Coming to store shelves: cameras that guess your age and sex

This March 7, 2019, photo shows a smart shelf area at Walgreen's in Chicago. Walgreens, which has more than 8,000 drugstores, installed cooler doors with cameras and sensors at six locations in Chicago, New York, San Francisco and Bellevue, Washington. Instead of the usual clear glass doors that allow customers to see inside, there are video screens that display ads along with the cooler’s contents. (AP Photo/Teresa Crawford)

NEW YORK (AP) — Eyeing that can of soda in the supermarket cooler? Or maybe you’re craving a pint of ice cream?

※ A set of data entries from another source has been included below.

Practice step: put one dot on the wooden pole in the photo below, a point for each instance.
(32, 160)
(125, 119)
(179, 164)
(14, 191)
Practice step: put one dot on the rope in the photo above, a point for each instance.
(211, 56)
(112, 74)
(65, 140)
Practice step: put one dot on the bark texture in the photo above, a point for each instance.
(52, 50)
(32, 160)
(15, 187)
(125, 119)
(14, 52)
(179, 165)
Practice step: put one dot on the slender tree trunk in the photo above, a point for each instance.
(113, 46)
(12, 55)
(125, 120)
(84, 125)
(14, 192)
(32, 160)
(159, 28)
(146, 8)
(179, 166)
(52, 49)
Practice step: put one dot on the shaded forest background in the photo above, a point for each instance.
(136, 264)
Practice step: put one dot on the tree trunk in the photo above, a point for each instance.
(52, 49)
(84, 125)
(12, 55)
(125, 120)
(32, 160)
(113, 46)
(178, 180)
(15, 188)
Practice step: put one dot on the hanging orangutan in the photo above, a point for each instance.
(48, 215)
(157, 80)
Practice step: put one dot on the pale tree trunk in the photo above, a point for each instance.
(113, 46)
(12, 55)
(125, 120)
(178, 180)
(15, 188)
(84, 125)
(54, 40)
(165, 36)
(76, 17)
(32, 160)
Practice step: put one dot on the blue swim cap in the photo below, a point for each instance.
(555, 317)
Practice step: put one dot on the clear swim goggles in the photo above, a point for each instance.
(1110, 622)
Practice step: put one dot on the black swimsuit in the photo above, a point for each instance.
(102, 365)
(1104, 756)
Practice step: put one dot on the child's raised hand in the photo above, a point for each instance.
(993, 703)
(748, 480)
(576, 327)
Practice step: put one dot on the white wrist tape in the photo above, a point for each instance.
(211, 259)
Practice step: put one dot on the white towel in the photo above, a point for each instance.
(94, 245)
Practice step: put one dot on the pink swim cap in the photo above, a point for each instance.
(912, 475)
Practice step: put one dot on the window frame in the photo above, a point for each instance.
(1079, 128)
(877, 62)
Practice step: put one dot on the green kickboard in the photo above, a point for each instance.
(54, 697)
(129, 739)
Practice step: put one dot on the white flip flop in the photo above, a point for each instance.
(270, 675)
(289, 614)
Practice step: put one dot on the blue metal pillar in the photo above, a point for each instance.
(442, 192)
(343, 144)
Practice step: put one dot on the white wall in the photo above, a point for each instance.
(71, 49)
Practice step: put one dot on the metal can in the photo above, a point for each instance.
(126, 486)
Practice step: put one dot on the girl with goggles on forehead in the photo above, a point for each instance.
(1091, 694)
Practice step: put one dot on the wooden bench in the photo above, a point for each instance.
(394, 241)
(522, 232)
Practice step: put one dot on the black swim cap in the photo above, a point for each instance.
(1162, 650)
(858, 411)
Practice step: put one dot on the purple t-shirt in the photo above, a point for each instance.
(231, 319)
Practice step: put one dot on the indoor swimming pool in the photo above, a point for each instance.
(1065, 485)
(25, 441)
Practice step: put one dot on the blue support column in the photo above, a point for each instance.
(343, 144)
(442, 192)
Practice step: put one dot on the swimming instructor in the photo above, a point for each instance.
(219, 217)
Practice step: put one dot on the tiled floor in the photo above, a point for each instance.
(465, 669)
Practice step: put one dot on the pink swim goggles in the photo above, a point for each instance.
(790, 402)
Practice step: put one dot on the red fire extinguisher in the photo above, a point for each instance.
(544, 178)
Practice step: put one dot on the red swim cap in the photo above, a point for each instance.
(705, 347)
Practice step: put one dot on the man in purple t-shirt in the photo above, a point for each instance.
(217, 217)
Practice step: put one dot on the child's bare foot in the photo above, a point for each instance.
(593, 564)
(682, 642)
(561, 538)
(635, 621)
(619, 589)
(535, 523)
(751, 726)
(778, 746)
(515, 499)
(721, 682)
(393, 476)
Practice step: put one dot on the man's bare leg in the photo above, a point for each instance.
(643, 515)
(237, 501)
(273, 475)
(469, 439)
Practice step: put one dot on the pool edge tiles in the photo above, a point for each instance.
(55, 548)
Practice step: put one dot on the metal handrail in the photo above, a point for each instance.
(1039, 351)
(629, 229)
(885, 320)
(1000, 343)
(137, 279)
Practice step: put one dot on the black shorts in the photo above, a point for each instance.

A camera could be watching you.

But it’s not there to see if you’re stealing. These cameras want to get to know you and what you’re buying.

It’s a new technology being trotted out to retailers, where cameras try to guess your age, gender or mood as you walk by. The intent is to use the information to show you targeted real-time ads on in-store video screens.

Companies are pitching retailers to bring the technology into their physical stores as a way to better compete with online rivals like Amazon that are already armed with troves of information on their customers and their buying habits.

With store cameras, you may not even realize you are being watched unless you happen to notice the penny-sized lenses. And that has raised concerns over privacy.

“The creepy factor here is definitely a 10 out of 10,” said Pam Dixon, the executive director of the World Privacy Forum, a nonprofit that researches privacy issues.

At the National Retail Federation trade show in New York earlier this year, a smart shelf on display by Mood Media tried to detect “happiness” or “fear” as people stood in front it — information a store could use to gauge reaction to a product on the shelf or an ad on a screen. Cineplex Digital Media showed off video screens that can be placed in malls or bus stops and try to tell if someone is wearing glasses or sporting a beard, which in turn can be used to sell ads for new frames or razors.

The screens can also be placed at the drive-thru. A minivan pulling into a fast food restaurant, for example, might get an ad for a family-sized meal on the video screen menu.

For now, the cameras are in just a handful of stores.

Kroger, which has 2,800 supermarkets, is testing cameras embedded in a price sign above shelves in two stores in the suburbs outside Cincinnati and Seattle. Video screens attached to the shelves can play ads and show discounts. Kroger said the cameras guess a shopper’s age and sex but the information is anonymous and the data is not being stored. If the tests work out well, the company said it could expand it into other locations.

Walgreens, which has more than 8,000 drugstores, installed cooler doors with cameras and sensors at six locations in Chicago, New York, San Francisco and Bellevue, Washington. Instead of the usual clear glass doors that allow customers to see inside, there are video screens that display ads along with the cooler’s contents.